Une bande d’hommes lourdement armés a perpétré un hold-up dans la paroisse Gwaka, dans le secteur de Mongala-kuma, territoire de Budjala, province du Sud-Ubangi , emportant ainsi l’enveloppe salariale couvrant deux mois du personnel administratif et enseignant, financée par Caritas Budjala.
Les malfrats, équipés d’armes de guerre, ont littéralement fait sauter la porte de la pièce où était logé l’argent pour mettre la basse sur celui-ci avant de s’évaporer dans la nature. Dans leur retraite, ils ont criblé de balles sur tout ce qui pouvait bouger. Un policier a malheureusement succombé après avoir reçu une balle au niveau des fesses
Jusqu’au moment où nous couchons ces écrits, aucun suspect n’a été identifié et les forces de l’ordre « restent étrangement silencieuses » face à cet acte de banditisme qui choque la population.
Disons qu’à moins de deux semaines de la rentrée scolaire, prévue le 1er septembre 2025, les enseignants et administratifs se retrouvent désespérément démunis après deux mois de vaine attente. Privés de leurs salaires, ils ne savent comment subvenir aux besoins de leurs familles. Le moral dans les chaussettes, ils ont du mal à trouver l’énergie nécessaire à la préparation de leurs cours. De leur côté, les parents et élèves s’inquiètent de la tenue normale de la rentrée.

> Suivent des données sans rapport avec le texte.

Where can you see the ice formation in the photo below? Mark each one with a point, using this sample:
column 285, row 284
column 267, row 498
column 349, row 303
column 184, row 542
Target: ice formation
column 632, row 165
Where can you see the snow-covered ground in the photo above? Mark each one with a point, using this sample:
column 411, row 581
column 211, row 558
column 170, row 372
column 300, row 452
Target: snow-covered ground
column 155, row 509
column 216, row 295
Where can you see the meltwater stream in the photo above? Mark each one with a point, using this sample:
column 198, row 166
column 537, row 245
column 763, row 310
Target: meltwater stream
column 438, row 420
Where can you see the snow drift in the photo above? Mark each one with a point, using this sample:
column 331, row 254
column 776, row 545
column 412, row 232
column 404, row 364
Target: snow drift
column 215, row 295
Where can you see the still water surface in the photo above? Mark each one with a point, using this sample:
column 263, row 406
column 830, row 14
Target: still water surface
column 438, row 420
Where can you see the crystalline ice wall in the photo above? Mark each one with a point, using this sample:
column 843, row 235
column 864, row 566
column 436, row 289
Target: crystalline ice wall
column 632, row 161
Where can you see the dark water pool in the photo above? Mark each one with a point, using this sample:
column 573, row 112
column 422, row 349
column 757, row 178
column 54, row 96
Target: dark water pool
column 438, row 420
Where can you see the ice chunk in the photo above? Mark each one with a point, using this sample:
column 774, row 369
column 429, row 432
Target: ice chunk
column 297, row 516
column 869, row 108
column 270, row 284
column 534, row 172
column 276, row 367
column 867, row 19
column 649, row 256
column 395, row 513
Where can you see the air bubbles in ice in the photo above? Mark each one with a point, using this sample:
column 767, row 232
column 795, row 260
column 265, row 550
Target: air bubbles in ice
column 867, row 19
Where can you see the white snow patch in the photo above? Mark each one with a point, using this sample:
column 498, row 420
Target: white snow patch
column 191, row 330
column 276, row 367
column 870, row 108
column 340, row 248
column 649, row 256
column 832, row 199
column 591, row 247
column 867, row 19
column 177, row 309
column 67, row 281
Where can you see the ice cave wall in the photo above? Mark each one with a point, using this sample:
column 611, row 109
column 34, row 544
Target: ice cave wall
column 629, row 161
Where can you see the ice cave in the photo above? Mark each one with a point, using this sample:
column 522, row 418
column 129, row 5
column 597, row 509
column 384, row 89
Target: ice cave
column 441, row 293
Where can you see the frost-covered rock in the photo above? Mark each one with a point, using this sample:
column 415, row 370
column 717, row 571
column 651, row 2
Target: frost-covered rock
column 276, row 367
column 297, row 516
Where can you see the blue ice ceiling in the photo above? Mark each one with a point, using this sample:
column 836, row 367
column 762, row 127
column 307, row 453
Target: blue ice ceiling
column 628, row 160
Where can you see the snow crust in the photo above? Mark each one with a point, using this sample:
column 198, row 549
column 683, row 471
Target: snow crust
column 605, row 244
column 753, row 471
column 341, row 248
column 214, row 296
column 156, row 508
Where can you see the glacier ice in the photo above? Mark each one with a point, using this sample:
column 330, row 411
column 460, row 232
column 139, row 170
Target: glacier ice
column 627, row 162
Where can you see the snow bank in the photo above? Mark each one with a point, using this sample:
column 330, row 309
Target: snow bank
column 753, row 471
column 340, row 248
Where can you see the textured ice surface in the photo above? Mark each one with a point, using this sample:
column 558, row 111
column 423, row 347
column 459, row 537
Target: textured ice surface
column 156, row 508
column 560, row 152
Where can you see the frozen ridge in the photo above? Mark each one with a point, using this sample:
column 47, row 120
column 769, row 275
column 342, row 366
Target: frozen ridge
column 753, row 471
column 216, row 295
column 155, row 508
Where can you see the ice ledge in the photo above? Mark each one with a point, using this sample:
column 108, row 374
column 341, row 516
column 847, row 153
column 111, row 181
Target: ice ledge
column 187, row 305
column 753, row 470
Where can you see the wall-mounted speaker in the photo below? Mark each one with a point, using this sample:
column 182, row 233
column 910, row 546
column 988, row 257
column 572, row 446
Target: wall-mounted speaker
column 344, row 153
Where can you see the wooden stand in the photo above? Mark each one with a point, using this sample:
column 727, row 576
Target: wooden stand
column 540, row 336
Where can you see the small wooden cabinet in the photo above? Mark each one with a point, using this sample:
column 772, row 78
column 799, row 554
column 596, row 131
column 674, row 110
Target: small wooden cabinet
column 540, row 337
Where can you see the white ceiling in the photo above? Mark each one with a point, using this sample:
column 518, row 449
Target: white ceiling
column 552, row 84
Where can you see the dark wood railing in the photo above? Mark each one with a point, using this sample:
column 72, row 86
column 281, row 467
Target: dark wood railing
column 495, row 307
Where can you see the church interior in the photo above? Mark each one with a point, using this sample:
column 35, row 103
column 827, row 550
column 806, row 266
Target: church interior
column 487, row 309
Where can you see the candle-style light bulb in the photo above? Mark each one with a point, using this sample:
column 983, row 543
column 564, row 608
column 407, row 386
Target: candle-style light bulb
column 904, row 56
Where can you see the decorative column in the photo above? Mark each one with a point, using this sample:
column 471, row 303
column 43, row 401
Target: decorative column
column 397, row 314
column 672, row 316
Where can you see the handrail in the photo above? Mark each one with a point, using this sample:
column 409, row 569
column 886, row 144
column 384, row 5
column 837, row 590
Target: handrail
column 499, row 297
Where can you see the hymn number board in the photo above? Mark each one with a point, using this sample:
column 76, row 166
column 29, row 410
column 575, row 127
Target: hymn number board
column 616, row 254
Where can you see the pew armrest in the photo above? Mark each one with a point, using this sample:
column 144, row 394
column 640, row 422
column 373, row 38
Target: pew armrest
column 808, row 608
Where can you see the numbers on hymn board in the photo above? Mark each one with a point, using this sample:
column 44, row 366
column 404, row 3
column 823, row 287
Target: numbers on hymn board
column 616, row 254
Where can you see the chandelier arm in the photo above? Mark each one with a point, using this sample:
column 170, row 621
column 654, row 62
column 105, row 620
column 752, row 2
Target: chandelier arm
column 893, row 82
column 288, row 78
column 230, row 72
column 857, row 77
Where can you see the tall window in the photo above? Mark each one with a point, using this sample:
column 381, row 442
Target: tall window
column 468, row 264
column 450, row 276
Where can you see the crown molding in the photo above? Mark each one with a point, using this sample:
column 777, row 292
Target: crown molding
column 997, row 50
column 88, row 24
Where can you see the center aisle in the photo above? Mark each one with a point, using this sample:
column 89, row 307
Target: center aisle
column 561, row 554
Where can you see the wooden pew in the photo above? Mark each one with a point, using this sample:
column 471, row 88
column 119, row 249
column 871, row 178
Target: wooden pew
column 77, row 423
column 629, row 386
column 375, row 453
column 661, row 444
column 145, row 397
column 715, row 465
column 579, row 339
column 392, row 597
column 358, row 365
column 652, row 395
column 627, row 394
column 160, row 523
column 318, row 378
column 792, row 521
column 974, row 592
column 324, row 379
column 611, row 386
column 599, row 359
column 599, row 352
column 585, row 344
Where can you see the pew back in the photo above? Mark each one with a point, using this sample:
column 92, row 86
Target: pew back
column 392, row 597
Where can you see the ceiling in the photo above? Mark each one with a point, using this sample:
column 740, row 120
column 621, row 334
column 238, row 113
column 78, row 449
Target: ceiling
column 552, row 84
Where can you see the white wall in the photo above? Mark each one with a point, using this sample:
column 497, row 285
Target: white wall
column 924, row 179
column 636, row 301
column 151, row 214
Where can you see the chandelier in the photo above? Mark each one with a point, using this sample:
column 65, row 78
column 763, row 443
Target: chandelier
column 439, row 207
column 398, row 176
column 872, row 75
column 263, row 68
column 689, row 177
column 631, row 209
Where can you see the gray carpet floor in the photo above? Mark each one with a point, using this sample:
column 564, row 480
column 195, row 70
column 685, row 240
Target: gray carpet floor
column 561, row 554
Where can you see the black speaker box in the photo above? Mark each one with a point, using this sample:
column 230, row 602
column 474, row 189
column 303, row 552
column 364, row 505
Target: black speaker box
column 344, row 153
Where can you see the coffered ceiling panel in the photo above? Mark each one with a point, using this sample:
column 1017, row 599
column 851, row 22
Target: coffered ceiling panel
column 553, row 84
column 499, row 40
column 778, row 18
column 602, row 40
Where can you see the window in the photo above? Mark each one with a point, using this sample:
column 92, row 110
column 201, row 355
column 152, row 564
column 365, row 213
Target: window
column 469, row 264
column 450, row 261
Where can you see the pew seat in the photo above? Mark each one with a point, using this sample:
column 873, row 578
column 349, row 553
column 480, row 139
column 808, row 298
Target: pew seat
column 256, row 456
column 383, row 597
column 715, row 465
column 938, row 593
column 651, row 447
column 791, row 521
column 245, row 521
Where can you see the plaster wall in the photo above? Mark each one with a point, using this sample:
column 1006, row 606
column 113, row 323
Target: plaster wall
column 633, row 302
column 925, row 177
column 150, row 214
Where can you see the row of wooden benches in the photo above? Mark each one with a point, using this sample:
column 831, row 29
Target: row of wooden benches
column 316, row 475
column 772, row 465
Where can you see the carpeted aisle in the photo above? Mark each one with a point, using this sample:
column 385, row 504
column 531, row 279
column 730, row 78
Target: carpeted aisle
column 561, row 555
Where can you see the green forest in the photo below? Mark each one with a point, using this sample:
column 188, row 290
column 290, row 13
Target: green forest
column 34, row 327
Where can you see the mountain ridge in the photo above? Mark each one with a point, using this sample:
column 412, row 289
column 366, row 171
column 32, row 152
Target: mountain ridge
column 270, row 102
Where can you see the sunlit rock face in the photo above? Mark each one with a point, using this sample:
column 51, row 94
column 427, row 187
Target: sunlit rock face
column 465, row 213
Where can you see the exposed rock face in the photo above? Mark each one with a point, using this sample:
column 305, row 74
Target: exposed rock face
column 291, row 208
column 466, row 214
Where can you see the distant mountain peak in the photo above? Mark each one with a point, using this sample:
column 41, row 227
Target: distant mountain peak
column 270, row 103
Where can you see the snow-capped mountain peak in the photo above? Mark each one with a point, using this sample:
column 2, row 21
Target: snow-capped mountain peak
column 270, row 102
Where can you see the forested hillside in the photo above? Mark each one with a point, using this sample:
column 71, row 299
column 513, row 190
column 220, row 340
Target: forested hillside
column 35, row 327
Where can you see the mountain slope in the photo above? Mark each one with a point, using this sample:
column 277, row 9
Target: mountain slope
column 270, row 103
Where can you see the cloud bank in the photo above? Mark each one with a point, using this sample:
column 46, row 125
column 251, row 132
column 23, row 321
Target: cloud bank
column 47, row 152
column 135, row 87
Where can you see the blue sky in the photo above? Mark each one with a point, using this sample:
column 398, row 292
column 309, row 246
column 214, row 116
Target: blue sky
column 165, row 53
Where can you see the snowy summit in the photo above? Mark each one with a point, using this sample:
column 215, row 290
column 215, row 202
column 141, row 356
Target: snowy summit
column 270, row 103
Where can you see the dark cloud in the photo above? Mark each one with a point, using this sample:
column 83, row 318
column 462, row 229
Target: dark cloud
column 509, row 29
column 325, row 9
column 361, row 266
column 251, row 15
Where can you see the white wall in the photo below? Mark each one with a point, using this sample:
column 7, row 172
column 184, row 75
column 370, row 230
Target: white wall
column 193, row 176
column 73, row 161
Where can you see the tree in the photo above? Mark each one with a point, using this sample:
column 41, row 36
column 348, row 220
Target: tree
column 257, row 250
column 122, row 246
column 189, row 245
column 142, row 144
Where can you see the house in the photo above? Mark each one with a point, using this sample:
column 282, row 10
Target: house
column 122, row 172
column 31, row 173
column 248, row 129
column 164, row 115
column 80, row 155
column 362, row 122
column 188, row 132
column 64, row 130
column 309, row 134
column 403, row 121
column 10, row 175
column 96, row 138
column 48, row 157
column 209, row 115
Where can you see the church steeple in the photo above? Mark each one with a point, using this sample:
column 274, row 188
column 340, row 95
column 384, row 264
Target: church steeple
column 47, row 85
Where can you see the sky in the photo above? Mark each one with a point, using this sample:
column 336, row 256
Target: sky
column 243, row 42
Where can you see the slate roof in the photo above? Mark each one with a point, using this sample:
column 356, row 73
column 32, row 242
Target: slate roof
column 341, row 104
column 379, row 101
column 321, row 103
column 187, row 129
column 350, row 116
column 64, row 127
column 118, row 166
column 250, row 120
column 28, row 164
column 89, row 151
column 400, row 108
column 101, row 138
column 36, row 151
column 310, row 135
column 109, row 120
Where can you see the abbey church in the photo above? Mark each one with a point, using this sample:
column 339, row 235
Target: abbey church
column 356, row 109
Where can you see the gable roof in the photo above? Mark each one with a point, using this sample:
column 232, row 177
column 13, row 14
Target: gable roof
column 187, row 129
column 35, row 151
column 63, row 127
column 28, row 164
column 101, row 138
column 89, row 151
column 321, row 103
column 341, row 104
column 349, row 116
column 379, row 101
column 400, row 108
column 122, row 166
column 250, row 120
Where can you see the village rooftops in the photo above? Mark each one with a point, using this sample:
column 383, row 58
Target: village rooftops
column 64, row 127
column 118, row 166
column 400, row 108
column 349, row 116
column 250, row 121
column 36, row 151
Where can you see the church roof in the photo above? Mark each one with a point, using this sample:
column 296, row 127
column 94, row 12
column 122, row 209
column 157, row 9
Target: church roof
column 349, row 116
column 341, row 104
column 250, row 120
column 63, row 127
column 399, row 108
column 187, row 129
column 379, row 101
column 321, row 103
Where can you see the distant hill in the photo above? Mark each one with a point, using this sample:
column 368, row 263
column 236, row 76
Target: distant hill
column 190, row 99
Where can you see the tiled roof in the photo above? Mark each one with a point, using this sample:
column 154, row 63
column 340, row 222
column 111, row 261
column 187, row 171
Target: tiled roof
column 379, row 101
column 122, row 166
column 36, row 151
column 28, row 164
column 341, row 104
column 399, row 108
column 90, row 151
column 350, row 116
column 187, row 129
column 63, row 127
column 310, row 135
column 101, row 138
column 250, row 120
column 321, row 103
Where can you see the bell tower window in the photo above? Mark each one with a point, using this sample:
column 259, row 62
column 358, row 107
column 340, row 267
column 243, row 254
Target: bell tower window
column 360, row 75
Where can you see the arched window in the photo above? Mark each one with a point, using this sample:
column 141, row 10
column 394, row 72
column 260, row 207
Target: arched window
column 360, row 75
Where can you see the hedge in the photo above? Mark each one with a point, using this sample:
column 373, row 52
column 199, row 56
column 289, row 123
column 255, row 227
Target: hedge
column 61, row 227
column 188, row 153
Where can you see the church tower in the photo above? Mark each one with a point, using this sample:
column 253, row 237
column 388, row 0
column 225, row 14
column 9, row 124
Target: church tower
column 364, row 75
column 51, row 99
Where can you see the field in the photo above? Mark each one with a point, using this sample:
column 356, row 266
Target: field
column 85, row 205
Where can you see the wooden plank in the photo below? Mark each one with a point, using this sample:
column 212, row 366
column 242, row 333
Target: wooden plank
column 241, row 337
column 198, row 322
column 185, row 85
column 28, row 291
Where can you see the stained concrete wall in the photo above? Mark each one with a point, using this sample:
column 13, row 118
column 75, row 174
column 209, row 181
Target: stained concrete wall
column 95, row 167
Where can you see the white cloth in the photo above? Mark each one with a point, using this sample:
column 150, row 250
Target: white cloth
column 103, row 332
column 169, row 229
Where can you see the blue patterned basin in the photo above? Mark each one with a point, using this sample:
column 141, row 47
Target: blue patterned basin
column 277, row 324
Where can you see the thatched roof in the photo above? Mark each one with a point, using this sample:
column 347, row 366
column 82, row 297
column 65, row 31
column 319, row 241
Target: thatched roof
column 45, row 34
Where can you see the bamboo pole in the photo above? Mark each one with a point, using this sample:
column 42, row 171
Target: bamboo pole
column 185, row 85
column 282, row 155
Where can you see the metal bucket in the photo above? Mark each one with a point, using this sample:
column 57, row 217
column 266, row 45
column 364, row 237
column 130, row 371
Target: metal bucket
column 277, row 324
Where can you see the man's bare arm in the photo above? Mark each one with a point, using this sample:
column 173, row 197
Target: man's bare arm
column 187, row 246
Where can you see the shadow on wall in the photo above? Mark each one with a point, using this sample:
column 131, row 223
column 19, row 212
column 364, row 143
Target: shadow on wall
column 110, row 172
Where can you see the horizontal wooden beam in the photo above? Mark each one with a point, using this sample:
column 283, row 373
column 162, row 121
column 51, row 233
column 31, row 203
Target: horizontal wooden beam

Inquiète, la population dénonce la culture de l’impunité qui s’installe dans la société, car c’est une façon d’encourager les criminels à réitérer d’autres forfaits.
Les plus pessimistes craignent que la province du Sud-Ubangi ne devienne un terrain facile pour les criminels.
En conséquence, la population exige des mesures urgentes et efficaces pour sécuriser les écoles et autres institutions afin que la rentrée scolaire ne tourne pas à la catastrophe sociale.